À travers l’analyse d’une tendance minimaliste et soustractive à l’intérieur du cinéma d’auteur, cet ouvrage souligne la capacité du cinéma contemporain à se réinventer et à résister au formatage commercial. 

Depuis quelques années, de partout dans le monde nous parviennent régulièrement des films dont la forme est radicalement délestée des oripeaux du cinéma de fiction traditionnel. Qu’il s’agisse des films de Lisandro Alonso, de Béla Tarr, d’Alain Cavalier ou de Wang Bing, une expérience esthétique relativement nouvelle se fait jour dans le paysage cinématographique. Privilégiant la lenteur et le dénuement, ces films portent la marque d’une « véritable retenue dans leur propositions esthétiques et dramaturgiques »   . Communément nommé contemplatif, ce cinéma résulterait surtout selon Antony Fiant d’un geste soustractif, d’un rejet des codes classiques de mise en scène et de récit. À travers l’analyse d’un corpus d’une cinquantaine de films réalisés par une quinzaine de cinéastes différents entre 2000 et 2013 (Chantal Akerman, Lisandro Alonso, Béla Tarr, Sharunas Bartas, Wang Bing, Alain Cavalier, Pedro Costa, Bruno Dumont, Otar Iosselliani, Aki Kaurismaki, Darejean Omirbaev, Carlos Reygadas, Albert Serra, Tariq Teguia, Tsai Ming-Liang), l’auteur propose de préciser et d’affiner cette notion de soustraction.

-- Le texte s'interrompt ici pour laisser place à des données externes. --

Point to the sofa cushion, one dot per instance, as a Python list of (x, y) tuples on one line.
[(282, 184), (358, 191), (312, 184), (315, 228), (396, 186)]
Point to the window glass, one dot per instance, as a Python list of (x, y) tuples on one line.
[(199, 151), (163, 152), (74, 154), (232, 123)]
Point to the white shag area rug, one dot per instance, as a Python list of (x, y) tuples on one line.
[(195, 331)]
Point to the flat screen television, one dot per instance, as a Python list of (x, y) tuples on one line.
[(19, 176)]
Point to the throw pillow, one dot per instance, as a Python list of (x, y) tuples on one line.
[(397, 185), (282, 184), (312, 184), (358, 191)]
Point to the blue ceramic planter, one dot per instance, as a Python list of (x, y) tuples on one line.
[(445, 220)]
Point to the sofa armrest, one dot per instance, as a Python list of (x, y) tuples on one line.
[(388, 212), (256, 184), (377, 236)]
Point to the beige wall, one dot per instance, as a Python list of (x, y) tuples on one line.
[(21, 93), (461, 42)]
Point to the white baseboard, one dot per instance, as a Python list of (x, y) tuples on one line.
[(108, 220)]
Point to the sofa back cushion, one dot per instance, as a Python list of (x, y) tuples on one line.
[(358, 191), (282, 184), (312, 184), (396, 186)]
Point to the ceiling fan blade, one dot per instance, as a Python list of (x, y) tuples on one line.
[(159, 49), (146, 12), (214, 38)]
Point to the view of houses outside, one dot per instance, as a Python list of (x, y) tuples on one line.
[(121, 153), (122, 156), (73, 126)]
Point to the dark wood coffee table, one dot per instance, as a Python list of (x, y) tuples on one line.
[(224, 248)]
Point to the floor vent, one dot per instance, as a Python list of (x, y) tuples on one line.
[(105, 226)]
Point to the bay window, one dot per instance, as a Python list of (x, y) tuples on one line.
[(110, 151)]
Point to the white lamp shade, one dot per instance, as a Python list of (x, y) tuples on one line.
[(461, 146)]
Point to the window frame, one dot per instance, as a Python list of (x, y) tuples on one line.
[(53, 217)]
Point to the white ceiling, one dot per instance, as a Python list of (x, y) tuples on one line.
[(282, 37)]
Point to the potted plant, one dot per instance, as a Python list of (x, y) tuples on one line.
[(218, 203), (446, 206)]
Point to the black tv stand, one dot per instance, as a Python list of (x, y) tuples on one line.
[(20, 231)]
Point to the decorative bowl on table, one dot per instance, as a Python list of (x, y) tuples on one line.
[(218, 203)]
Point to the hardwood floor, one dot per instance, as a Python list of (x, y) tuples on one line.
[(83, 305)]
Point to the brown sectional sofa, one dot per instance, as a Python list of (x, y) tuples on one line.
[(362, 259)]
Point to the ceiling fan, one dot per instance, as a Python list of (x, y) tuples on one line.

L’une des particularités du cinéma soustractif réside tout d’abord dans la remise en cause de la forme narrative traditionnelle (selon la triade aristotélicienne – exposition des enjeux, développement, dénouement – agrémentée de divers pics dramatiques ou émotionnels). Souvent parsemés de non-évènements, ces films n’ont pas vocation première à raconter une histoire qui tienne le spectateur en haleine ; les marques de narration tendent plutôt à disparaître, donnant « l’impression que les évènements se déroulent d’eux-mêmes, sans intervention ni manipulation extérieure »   . L’absence de voix off et le refus de l’engrenage narratif transforment l’être-au-film du spectateur, ces œuvres ne lui offrant plus le confort rassurant d’un récit, mais au contraire une expérience « ne reposant pas sur une progression dramatique immédiatement lisible »   . Les premières et dernières images de ces films ne définissant pas le début et la fin d’une histoire, la sacro-sainte « clôture » du récit vole en éclats, ouvrant d’autant plus de portes à l’imaginaire du spectateur. Les films de Wang Bing (Les 3 sœurs du Yunnan, À l’ouest des rails) ou de Lisandro Alonso (Los Muertos) illustrent clairement ce refus de l’ordre narratif. Mais, comme le précise l’auteur, la forme de cette résistance au récit peut varier selon les cinéastes, certains usant plutôt de la fable poétique pour décrire le monde. S’éloignant d’une progression dramatique établie, Aki Kaurismaki et Otar Iosseliani jouent en effet plutôt sur la superposition de situations différentes – desquelles toute distraction superflue à leur contenu est évacuée – et dont l’accumulation finit par faire sens et donner cohérence à leur propos.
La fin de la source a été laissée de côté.